Across all sputum samples, 109 individual operational taxonomic units (OTUs) and 466 distinct volatile metabolites were identified. 16s rDNA sequencing and WGS revealed that Escherichia coli and Staphylococcus aureus were the predominant bacteria during most baseline and exacerbation samples, despite some significant fluctuations in relative abundances. After the patient’s fifth antibacterial course, however, Achromobacter xylosoxidans became the new dominant bacterium.

Analysis revealed that the phylum Bacteroidetes and the genus Stenotrophomonas were significantly more abundant in treatment periods compared to baseline and exacerbation periods. WGS revealed the presence of bacteriophages as well as antibiotic resistance genes (mostly due to multi-drug resistance mechanisms), which can have important clinical ramifications and adds some dimensionality to the genetic analysis.
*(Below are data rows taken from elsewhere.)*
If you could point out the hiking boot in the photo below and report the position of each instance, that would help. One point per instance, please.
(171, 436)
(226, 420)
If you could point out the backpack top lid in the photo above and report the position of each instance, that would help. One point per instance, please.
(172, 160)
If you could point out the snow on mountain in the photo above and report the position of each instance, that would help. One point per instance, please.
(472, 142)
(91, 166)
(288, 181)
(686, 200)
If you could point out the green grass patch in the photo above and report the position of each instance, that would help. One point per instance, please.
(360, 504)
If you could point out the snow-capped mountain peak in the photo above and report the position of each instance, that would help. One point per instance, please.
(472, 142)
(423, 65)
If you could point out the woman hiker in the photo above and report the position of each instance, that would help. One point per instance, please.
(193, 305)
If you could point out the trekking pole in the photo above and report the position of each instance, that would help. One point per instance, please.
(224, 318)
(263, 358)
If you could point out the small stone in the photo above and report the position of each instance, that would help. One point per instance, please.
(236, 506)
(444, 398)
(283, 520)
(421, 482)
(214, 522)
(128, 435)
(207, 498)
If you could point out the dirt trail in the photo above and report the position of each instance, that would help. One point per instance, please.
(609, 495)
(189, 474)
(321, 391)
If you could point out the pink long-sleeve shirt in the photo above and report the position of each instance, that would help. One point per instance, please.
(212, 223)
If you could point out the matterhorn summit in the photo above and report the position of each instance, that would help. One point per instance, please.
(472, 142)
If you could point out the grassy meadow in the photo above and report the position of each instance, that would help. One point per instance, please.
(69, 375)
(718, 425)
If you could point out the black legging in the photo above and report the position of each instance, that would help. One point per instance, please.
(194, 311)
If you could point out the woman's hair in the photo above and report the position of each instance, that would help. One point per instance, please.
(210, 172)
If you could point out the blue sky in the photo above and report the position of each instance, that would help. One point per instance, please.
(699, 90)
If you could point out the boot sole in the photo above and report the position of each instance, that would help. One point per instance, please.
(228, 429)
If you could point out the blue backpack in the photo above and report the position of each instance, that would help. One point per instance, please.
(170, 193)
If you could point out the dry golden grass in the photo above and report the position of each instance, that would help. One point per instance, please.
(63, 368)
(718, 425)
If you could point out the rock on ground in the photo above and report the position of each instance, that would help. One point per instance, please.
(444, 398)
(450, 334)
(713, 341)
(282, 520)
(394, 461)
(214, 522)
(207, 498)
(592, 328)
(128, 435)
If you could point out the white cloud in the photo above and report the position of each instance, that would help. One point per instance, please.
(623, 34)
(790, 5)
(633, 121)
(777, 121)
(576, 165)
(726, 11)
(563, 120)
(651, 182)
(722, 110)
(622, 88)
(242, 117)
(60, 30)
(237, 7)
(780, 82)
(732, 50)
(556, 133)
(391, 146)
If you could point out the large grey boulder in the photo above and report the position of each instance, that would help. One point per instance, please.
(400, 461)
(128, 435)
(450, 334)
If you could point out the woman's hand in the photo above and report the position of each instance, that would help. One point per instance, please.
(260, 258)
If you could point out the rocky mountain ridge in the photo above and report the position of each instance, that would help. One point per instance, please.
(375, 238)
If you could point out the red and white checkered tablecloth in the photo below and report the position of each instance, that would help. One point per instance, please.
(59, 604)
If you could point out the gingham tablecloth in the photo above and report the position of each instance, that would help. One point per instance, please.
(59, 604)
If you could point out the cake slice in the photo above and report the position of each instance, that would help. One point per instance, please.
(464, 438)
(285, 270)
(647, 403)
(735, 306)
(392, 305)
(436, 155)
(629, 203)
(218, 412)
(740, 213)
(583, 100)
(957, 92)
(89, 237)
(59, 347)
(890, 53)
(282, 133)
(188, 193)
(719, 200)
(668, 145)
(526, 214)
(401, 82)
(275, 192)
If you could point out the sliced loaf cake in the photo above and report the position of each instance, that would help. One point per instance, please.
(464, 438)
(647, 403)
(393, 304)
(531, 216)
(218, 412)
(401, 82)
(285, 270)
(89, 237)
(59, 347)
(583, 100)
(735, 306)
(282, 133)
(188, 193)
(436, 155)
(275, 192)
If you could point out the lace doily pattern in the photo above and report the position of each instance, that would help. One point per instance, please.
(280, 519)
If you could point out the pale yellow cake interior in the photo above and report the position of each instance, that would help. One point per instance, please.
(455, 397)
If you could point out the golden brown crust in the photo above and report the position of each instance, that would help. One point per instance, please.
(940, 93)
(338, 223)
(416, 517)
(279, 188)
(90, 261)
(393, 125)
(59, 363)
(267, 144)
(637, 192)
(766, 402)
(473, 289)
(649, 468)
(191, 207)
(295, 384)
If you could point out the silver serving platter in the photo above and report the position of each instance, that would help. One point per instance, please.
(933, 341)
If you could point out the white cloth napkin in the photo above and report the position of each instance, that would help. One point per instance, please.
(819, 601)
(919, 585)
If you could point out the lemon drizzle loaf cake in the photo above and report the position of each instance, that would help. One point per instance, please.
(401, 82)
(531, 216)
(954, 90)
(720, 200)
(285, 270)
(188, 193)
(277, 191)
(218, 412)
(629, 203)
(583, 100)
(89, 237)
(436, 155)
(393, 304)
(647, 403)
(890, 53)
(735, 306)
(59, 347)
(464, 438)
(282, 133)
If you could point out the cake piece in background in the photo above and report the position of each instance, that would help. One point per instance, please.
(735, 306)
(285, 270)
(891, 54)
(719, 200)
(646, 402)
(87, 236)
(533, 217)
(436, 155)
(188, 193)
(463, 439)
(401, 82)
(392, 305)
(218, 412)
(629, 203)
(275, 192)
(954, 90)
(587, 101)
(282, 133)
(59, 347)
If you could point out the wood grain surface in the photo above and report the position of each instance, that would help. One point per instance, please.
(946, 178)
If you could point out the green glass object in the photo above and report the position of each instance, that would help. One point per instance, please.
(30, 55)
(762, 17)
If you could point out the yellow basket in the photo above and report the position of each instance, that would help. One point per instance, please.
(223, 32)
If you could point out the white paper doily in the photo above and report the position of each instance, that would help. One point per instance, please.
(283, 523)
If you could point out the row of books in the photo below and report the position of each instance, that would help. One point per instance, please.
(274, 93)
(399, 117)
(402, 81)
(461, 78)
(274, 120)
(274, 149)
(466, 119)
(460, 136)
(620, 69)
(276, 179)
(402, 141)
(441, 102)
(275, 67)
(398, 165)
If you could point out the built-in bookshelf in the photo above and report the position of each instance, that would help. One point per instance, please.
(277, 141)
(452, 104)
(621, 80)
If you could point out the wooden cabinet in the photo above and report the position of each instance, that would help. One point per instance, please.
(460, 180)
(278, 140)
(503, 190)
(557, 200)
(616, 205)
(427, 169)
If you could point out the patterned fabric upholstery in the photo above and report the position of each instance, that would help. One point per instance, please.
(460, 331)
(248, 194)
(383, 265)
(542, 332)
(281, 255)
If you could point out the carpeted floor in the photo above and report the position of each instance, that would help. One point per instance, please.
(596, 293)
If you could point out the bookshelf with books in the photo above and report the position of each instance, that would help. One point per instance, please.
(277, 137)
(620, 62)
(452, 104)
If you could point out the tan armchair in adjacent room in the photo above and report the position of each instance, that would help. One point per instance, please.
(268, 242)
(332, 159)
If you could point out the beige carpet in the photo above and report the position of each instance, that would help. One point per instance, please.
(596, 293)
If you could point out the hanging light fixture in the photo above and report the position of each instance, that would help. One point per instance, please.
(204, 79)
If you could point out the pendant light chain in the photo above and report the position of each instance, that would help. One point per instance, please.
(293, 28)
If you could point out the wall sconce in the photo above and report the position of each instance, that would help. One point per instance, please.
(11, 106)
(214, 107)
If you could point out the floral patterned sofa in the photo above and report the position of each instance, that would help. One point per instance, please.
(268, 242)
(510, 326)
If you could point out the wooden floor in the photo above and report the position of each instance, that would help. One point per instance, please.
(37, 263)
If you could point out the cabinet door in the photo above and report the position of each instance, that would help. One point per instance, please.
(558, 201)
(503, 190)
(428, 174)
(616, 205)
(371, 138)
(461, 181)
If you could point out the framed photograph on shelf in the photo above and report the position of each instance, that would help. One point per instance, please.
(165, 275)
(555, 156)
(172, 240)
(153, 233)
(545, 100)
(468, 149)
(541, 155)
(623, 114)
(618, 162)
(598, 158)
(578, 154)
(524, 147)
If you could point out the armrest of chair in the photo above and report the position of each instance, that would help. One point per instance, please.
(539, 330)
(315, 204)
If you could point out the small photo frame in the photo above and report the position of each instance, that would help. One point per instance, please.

Volatile metabolite analysis found that observable fluctuations in metabolome composition coincided with fluctuations in the sputum microbiome. In this case, the microbiome and volatile metabolites produced by these bacteria provided an accurate assessment of the child’s clinical state. More specifically, the authors saw a distinct shift in both the microbiome and volatile metabolites with antibiotic treatment across the five independent pulmonary exacerbations. These additional assessments of the bacteria within the CF airway could provide an additional technique beyond standard bacterial cultures to better understand how the patient is responding to antibiotic treatment. Future studies in a larger group of children with CF may provide further insights into bacteria and volatile metabolite combinations that predict pulmonary exacerbation.

The article, “Longitudinal Associations of the Cystic Fibrosis Airway Microbiome and Volatile Metabolites: A Case Study,” was published in Frontiers in Cellular and Infection Microbiology. The lead author is Andrea Hahn, M.D., M.S., an investigator at the Children’s National Research Institute. Notable authors include Iman Sami, M.D., pulmonologist at Children’s National; Anastassios C. Koumbourlis, M.D., M.P.H, director of the Cystic Fibrosis Center; and Robert J. Freishtat, M.D., M.P.H, senior investigator at the Center for Genetic Medicine Research.